1984 propone un lieto fine di cui non sentivamo proprio il bisogno

American Horror Story 9x09

Nella sceneggiatura di Crystal Liu emerge una forte dedizione dei personaggi nei confronti di Bobby: un uomo che non conoscono, il figlio di qualcuno che ha stravolto in un modo o nell’altro la vita di tutti. Nell’episodio precedente erano stati i fantasmi, in particolare Montana, a decidere di intervenire per permettere al bambino una vita normale. Più tardi si scoprirà che la stessa Brooke, vera Final Girl della serie, è sopravvissuta ed è la benefattrice che sostiene Bobby da sempre. Ma perché i veterani di Camp Redwood si prodigano tanto?

Bobby è, in fin dei conti, un simbolo: il segno che l’odio e gli omicidi possono e devono cessare, che tutte le carneficine avvenute fino a questo momento non sono state altro che una fase intermedia al fine di trasformare il mondo in un luogo migliore, senza Night Stalker, senza Margaret, senza serial killer.
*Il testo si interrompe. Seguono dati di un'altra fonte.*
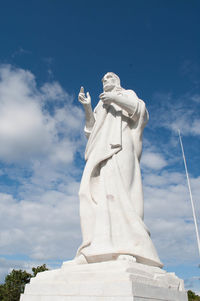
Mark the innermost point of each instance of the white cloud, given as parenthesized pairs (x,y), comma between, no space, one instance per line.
(42,221)
(177,113)
(153,160)
(27,129)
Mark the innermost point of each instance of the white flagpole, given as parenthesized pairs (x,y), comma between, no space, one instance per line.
(191,198)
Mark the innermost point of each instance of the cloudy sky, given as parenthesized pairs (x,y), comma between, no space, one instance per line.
(48,50)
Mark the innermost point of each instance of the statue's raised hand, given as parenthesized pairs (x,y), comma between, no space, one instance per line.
(107,97)
(84,99)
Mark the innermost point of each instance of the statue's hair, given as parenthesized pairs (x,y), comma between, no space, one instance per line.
(114,75)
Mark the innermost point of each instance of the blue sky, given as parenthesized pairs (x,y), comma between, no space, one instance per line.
(48,50)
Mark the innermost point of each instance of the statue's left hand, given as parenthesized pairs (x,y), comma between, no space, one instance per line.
(107,97)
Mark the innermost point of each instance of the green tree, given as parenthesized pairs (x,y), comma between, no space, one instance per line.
(15,283)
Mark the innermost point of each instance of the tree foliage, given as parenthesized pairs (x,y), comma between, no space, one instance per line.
(15,283)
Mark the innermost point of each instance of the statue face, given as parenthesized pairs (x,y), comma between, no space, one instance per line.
(110,82)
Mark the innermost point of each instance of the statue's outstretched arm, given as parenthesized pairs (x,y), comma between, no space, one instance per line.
(127,101)
(86,102)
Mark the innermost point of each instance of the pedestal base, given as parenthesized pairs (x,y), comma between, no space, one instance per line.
(106,281)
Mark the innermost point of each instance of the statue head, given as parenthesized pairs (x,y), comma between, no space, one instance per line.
(110,81)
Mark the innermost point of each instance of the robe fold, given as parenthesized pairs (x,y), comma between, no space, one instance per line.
(111,196)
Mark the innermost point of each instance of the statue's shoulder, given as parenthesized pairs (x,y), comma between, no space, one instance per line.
(130,92)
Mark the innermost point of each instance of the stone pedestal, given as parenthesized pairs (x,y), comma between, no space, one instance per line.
(106,281)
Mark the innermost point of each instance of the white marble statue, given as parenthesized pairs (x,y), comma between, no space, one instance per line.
(111,197)
(117,260)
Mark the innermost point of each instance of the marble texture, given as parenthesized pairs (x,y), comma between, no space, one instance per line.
(112,280)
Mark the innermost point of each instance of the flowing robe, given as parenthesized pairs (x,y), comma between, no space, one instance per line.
(111,197)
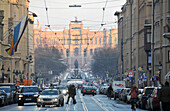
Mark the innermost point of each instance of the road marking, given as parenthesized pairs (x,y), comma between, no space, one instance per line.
(83,103)
(100,104)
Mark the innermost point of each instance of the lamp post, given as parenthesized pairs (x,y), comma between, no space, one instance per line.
(13,76)
(160,68)
(8,75)
(2,71)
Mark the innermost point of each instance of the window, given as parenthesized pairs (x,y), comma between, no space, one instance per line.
(91,51)
(76,51)
(100,41)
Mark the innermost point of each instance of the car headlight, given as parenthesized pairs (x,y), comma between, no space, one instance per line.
(40,99)
(35,95)
(54,99)
(20,96)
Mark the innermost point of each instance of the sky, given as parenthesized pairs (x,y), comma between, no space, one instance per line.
(90,13)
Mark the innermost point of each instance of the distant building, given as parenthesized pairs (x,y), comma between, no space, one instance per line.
(76,42)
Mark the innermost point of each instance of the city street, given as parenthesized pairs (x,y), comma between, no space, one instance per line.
(84,103)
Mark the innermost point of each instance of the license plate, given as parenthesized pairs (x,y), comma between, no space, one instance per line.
(28,99)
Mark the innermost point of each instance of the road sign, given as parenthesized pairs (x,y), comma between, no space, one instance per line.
(130,73)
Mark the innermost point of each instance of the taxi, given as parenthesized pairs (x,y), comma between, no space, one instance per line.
(50,97)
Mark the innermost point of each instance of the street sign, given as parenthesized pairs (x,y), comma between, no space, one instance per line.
(130,73)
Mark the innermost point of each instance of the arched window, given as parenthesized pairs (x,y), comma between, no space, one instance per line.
(76,51)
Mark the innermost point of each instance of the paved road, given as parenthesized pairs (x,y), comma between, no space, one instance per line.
(84,103)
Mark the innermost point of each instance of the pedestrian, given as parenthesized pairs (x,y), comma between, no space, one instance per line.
(164,97)
(134,95)
(71,93)
(109,91)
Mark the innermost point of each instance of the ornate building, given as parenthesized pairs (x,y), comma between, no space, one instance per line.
(76,43)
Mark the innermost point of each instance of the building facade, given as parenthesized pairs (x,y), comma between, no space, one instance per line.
(76,43)
(143,41)
(17,66)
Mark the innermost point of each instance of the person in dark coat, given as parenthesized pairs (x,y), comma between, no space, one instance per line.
(109,91)
(164,96)
(71,93)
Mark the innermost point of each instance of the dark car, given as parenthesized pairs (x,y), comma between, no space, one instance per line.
(9,93)
(28,94)
(125,93)
(147,91)
(3,98)
(116,93)
(89,90)
(14,90)
(154,102)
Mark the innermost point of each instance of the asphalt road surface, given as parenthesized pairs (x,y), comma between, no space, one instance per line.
(84,103)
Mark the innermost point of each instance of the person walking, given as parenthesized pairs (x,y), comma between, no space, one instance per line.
(71,93)
(164,97)
(109,91)
(134,95)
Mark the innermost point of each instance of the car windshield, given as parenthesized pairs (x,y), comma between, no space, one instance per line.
(7,90)
(50,93)
(149,91)
(29,89)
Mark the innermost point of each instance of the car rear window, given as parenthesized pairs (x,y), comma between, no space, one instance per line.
(149,91)
(30,89)
(50,93)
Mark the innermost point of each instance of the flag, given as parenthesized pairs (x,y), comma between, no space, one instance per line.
(18,32)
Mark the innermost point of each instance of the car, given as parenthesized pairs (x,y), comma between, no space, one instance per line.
(121,94)
(154,102)
(14,90)
(63,89)
(28,94)
(147,91)
(3,98)
(89,90)
(125,93)
(9,93)
(116,93)
(50,97)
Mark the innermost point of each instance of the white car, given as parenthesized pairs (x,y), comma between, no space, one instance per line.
(50,97)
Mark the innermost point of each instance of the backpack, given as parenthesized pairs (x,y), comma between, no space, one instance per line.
(134,93)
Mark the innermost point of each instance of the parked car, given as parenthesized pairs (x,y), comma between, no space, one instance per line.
(3,98)
(89,90)
(14,90)
(147,91)
(9,93)
(125,93)
(28,94)
(154,103)
(50,97)
(121,94)
(116,93)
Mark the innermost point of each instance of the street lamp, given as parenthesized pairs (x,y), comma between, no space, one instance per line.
(160,68)
(2,71)
(8,75)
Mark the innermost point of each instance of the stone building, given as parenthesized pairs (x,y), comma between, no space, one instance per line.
(11,13)
(76,43)
(134,40)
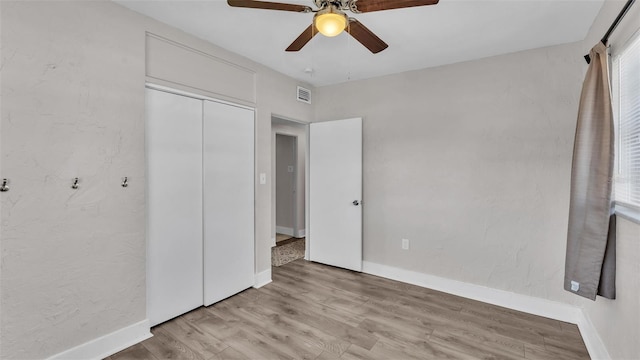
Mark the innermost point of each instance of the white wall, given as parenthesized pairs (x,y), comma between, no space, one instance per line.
(618,321)
(471,163)
(72,87)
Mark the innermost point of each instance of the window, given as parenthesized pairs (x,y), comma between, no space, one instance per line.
(626,99)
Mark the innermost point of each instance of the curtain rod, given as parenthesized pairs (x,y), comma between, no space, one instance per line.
(613,26)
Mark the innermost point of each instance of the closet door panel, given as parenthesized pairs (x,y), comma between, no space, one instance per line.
(174,249)
(228,200)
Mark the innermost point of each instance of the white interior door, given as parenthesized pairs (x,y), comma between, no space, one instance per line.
(228,200)
(174,198)
(335,193)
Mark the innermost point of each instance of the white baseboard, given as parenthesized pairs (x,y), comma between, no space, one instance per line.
(109,344)
(284,230)
(262,279)
(529,304)
(596,348)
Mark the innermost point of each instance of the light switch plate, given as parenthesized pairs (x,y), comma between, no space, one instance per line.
(575,286)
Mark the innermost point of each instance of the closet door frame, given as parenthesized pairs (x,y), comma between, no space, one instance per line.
(203,98)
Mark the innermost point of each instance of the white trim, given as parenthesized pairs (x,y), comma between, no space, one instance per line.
(596,348)
(109,344)
(153,86)
(628,212)
(284,230)
(262,279)
(529,304)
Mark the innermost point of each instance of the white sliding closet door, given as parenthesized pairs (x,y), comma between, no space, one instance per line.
(228,200)
(174,250)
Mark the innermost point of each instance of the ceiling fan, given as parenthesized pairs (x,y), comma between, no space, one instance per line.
(331,20)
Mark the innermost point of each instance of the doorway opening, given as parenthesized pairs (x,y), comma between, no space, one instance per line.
(288,189)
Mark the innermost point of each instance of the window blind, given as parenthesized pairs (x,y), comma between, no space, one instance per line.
(627,110)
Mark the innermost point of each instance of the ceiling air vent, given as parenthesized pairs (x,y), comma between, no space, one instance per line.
(304,95)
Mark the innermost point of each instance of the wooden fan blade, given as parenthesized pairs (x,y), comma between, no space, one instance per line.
(269,5)
(303,39)
(365,36)
(361,6)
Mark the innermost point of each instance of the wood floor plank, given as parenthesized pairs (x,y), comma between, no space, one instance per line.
(135,352)
(534,352)
(471,347)
(318,312)
(230,354)
(163,346)
(193,337)
(298,347)
(327,342)
(322,318)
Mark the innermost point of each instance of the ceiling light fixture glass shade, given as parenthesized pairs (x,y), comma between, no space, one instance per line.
(330,22)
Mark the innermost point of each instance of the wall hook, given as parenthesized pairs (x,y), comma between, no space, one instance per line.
(4,186)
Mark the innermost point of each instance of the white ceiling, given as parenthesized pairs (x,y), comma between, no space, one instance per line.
(420,37)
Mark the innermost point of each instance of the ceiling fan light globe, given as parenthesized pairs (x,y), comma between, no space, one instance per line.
(330,24)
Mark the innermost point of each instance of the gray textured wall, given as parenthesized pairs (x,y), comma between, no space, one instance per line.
(73,76)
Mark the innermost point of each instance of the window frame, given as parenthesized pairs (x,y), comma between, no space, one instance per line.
(623,209)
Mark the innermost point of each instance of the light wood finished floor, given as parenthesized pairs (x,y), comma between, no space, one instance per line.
(312,311)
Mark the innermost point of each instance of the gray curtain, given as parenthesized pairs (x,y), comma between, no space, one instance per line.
(591,233)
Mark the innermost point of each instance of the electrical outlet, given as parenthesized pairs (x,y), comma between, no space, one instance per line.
(575,286)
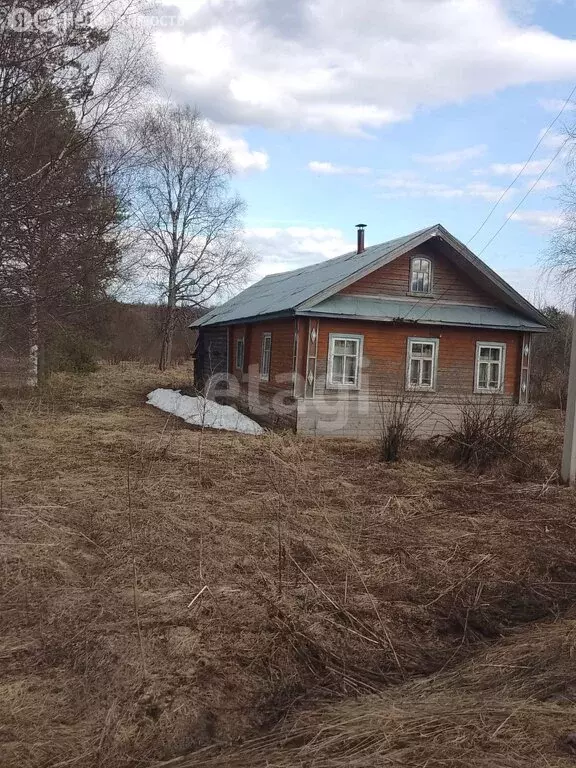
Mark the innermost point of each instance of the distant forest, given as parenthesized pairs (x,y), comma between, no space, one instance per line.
(109,331)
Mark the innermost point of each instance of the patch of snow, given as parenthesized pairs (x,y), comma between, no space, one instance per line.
(202,412)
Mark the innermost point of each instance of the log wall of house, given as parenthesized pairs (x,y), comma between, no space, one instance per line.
(385,355)
(272,401)
(448,282)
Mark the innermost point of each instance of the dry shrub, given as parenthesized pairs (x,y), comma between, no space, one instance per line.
(328,574)
(398,423)
(487,432)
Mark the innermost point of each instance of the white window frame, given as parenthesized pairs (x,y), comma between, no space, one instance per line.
(332,339)
(265,369)
(430,276)
(487,390)
(422,387)
(240,354)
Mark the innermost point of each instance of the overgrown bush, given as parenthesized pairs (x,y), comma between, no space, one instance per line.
(398,424)
(487,432)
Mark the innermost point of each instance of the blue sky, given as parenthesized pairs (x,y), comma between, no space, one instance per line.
(398,114)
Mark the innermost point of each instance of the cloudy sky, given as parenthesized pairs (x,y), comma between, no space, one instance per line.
(396,113)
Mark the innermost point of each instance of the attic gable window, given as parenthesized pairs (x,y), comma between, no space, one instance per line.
(420,275)
(344,359)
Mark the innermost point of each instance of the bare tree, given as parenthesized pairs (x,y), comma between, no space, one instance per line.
(189,218)
(69,69)
(560,257)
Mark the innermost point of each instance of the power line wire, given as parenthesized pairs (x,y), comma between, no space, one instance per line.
(509,187)
(531,189)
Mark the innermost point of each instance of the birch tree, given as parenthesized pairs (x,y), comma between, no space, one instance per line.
(188,216)
(69,70)
(62,250)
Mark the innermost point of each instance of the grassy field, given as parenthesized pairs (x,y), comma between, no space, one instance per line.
(271,601)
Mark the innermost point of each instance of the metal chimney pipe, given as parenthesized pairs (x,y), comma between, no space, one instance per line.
(361,243)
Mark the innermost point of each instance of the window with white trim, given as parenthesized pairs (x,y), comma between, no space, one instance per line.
(240,353)
(422,364)
(420,275)
(344,360)
(265,357)
(490,367)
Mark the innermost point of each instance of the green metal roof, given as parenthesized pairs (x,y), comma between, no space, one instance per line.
(296,292)
(423,313)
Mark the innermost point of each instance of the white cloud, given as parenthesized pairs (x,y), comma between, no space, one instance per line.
(552,140)
(543,184)
(329,169)
(284,248)
(534,284)
(533,168)
(557,105)
(539,219)
(350,67)
(447,161)
(244,158)
(407,184)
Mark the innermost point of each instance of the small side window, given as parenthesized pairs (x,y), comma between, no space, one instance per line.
(422,364)
(240,354)
(490,367)
(344,361)
(420,275)
(265,357)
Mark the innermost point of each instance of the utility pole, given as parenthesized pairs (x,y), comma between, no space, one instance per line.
(569,454)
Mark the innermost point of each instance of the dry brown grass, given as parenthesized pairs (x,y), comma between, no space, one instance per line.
(328,575)
(509,707)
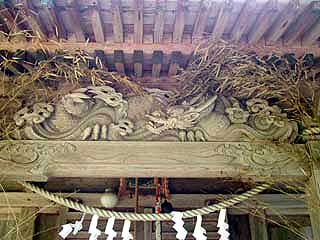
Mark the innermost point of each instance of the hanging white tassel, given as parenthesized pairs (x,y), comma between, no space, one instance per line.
(178,226)
(66,230)
(109,229)
(94,232)
(126,235)
(77,226)
(199,231)
(222,225)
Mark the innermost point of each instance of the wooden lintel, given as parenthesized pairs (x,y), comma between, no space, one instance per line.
(146,159)
(286,204)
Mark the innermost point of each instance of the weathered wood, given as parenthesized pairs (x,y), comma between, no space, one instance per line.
(185,48)
(284,19)
(157,58)
(26,223)
(263,22)
(31,18)
(138,21)
(223,19)
(274,203)
(119,61)
(176,60)
(314,190)
(179,22)
(138,63)
(48,227)
(258,228)
(117,21)
(159,21)
(107,159)
(201,21)
(304,21)
(96,24)
(147,226)
(242,23)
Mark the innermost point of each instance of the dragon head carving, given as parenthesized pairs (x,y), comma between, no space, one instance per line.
(178,117)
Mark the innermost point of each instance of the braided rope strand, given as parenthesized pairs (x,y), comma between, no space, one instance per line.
(143,216)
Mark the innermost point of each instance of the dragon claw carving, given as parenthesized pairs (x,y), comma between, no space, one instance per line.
(101,113)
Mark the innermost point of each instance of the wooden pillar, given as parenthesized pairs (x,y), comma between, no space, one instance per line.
(314,190)
(258,228)
(26,221)
(147,226)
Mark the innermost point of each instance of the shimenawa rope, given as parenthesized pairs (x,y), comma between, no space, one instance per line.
(143,216)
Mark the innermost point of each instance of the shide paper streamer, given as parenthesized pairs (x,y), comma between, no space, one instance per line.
(222,225)
(109,229)
(199,232)
(68,228)
(178,226)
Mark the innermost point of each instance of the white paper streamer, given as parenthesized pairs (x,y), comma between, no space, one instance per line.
(66,230)
(77,226)
(94,232)
(199,231)
(126,235)
(109,229)
(222,225)
(178,226)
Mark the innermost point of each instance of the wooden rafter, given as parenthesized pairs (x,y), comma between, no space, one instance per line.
(138,21)
(283,21)
(242,23)
(223,19)
(159,21)
(179,21)
(264,21)
(201,21)
(303,22)
(117,21)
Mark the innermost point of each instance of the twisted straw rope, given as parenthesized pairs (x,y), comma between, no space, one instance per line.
(142,216)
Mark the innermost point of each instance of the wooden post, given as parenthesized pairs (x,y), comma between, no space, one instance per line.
(26,221)
(147,226)
(258,228)
(314,190)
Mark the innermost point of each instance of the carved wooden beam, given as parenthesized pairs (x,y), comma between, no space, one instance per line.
(185,48)
(286,204)
(37,160)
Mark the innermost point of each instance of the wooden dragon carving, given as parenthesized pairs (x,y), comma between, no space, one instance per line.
(101,113)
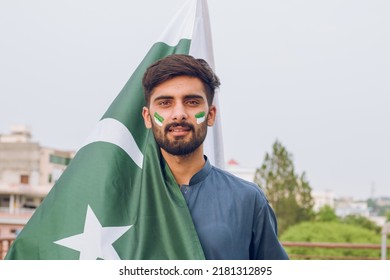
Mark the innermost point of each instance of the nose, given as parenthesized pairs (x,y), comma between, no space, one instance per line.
(179,113)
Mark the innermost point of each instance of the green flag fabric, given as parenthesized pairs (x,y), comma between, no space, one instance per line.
(117,199)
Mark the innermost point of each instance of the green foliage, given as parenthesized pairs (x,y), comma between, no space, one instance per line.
(288,193)
(326,214)
(331,232)
(362,222)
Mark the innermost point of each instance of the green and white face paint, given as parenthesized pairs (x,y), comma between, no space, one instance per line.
(200,117)
(158,119)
Tutto il marcio è contenuto nel campeggio e i suoi residenti possono in qualche modo contribuire, per una volta, facendo qualcosa di buono e disinteressato. Possono redimersi.

Insomma, è tutto molto dolce. Anche la scena finale in cui Bobby e Mr. Jingles si scambiano un ultimo saluto silenzioso è sicuramente piena di pathos. Ma 1984 avrebbe dovuto essere una commedia oscura, spaventosa, dove la paura e la violenza gratuita regnano sovrane. Ci ritroviamo invece con un tenero lieto fine (non stucchevole, questo lo concedo), che risolve ogni questione con un sorriso e gli occhi lucidi.

Ciò che si salva della stagione (che con tutta probabilità dovrebbe stare in fondo alla classifica di American Horror Story), è la storyline di Benjamin Richter, che sarebbe davvero interessante ritrovare in qualche futuro crossover. L’atmosfera slasher si riconosce a tratti, le sottotrame sono deboli e dispersive. L’ultimo episodio risolve alcuni problemi strutturali, ma non ripara ai danni fatti in precedenza. In conclusione, se siete alla ricerca di una serie tv da guardare col fiato corto la notte di Halloween, AHS: 1984 non fa al caso vostro.